- Born: Lawrence Whitaker Morley February 19, 1920 Toronto, Ontario, Canada
- Died: April 22, 2013 (aged 93) Leith, Ontario, Canada
- Education: University of Toronto
- Known for: Founding the Canada Centre for Remote Sensing Study of magnetic properties of ocean crust.
- Awards: Officer of the Order of Canada, 1999 McCurdy award, 1974
- Scientific career
- Fields: Geophysics

= Lawrence Morley =

Canadian geophysicist (1920–2013)

Lawrence Whitaker Morley (February 19, 1920 – April 22, 2013) was a Canadian geophysicist and remote sensing pioneer. He was best known for his studies on the magnetic properties of the oceanic crust and their effect on plate tectonics and for starting the remote sensing program in Canada.

==Biography==
Morley worked on the theory of continental drift similar to work by Britons Fred Vine and Drummond Matthews. The three contributed significantly to geology by relating the magnetic properties of ocean crust to the processes involved in the theory of plate tectonics. Following graduate studies at the University of Toronto, Morley became Director of the Geophysics Branch of the Geological Survey of Canada in Ottawa (1950–1969). In 1970 he founded the Canada Centre for Remote Sensing and served as its Director General from 1971 to 1980.

In 1974, Morley received an honorary degree from York University. He approached the university's faculty of science in 1985 to promote the creation of an institute of space research, which was founded by himself in 1986 as the Institute for Space and Terrestrial Science (ISTS).

Morley served as a radar officer for the Royal Canadian Navy during the Battle of the Atlantic during the Second World War. He has published over 65 scientific and technical papers on mineral exploration and remote sensing.

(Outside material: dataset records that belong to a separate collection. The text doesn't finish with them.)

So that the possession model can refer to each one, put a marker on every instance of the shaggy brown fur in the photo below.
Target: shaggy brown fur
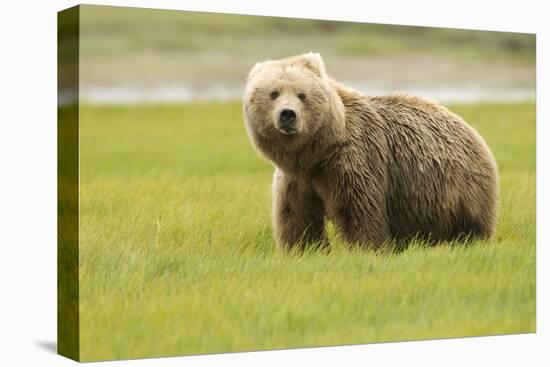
(382, 168)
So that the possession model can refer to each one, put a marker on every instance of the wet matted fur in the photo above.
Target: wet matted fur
(382, 168)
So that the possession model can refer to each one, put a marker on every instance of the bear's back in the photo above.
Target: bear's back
(439, 170)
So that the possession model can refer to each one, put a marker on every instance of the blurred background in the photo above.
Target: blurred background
(131, 55)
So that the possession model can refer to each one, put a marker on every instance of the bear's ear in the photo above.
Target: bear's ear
(314, 62)
(255, 70)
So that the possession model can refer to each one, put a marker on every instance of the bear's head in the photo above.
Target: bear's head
(290, 105)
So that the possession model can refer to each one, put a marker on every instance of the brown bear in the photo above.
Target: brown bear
(384, 169)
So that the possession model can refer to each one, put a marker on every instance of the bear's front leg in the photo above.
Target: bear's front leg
(361, 214)
(298, 213)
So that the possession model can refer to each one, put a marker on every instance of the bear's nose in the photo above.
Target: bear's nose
(287, 117)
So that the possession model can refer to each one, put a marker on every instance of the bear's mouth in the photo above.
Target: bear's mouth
(287, 130)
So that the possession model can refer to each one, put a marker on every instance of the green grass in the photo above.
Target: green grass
(177, 255)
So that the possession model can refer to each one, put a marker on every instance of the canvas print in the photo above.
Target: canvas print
(237, 183)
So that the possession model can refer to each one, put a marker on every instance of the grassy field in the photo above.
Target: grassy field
(177, 255)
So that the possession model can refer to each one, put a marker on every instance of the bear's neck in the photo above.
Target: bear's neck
(305, 159)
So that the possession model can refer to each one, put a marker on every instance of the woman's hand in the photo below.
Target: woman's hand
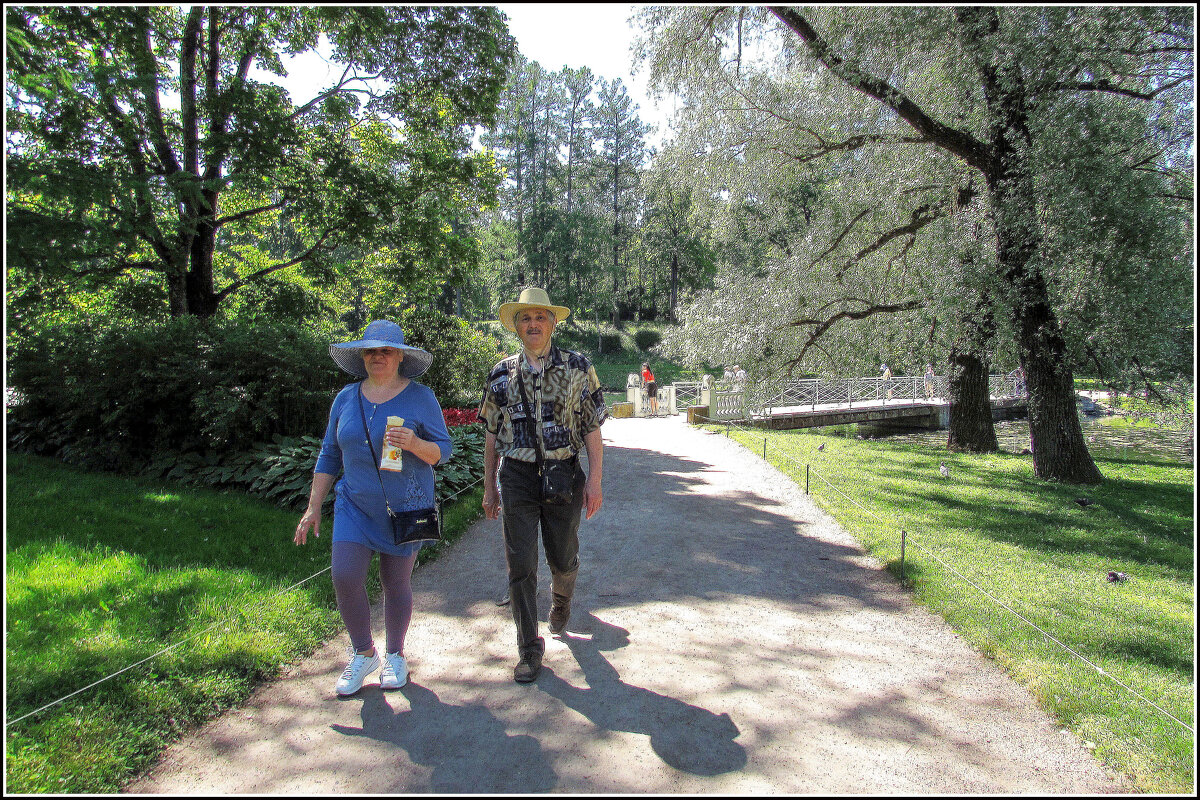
(402, 438)
(310, 521)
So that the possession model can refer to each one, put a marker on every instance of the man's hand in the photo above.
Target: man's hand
(593, 497)
(491, 501)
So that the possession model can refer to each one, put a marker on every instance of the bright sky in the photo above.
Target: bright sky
(595, 35)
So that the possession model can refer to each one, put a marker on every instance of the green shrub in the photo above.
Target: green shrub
(115, 397)
(646, 338)
(610, 343)
(462, 356)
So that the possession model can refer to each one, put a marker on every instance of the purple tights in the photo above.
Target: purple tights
(351, 563)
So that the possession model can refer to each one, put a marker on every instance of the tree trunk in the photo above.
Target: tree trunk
(971, 427)
(1060, 452)
(202, 300)
(675, 287)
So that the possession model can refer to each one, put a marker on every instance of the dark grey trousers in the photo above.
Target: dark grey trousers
(523, 512)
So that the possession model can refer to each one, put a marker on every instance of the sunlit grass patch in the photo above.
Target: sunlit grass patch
(103, 572)
(1032, 547)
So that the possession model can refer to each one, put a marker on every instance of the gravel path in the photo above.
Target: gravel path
(727, 637)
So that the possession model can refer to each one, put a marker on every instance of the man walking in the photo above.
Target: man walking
(540, 407)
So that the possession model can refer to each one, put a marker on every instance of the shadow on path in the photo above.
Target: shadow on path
(685, 737)
(466, 745)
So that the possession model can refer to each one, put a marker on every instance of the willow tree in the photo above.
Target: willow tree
(139, 142)
(984, 88)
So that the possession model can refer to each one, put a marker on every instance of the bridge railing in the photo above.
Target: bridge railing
(687, 392)
(766, 398)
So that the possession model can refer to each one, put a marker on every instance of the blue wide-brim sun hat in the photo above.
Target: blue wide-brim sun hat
(382, 332)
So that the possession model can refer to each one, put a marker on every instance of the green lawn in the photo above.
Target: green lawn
(1031, 546)
(105, 571)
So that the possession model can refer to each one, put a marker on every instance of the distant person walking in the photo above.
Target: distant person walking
(353, 445)
(652, 388)
(540, 408)
(1018, 377)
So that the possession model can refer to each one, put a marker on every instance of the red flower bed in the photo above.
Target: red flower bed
(455, 416)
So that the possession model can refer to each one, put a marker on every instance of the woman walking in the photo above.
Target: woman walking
(354, 441)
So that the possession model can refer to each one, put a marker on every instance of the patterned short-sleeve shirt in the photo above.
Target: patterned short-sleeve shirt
(567, 398)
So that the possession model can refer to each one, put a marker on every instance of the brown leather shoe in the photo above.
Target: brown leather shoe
(531, 661)
(559, 612)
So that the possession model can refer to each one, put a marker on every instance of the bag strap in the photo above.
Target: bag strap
(529, 411)
(363, 415)
(375, 461)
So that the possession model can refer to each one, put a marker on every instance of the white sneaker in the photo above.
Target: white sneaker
(395, 671)
(357, 672)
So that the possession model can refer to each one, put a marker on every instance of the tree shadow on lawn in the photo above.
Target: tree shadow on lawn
(1068, 529)
(166, 524)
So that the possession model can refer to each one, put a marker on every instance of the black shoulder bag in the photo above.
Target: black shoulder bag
(557, 474)
(407, 527)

Morely was the founding Chairman of the Canadian Remote Sensing Society in 1974. In 1986 he received first Gold Medal of the Canadian Remote Sensing Society. In 2013 the Gold Medal was renamed the Larry Morley Gold Medal in his honor. Morley was awarded a Gold Medal from the Royal Canadian Geographical Society in 1995 and in 2015 was inducted into the Canadian Science and Engineering Hall of Fame.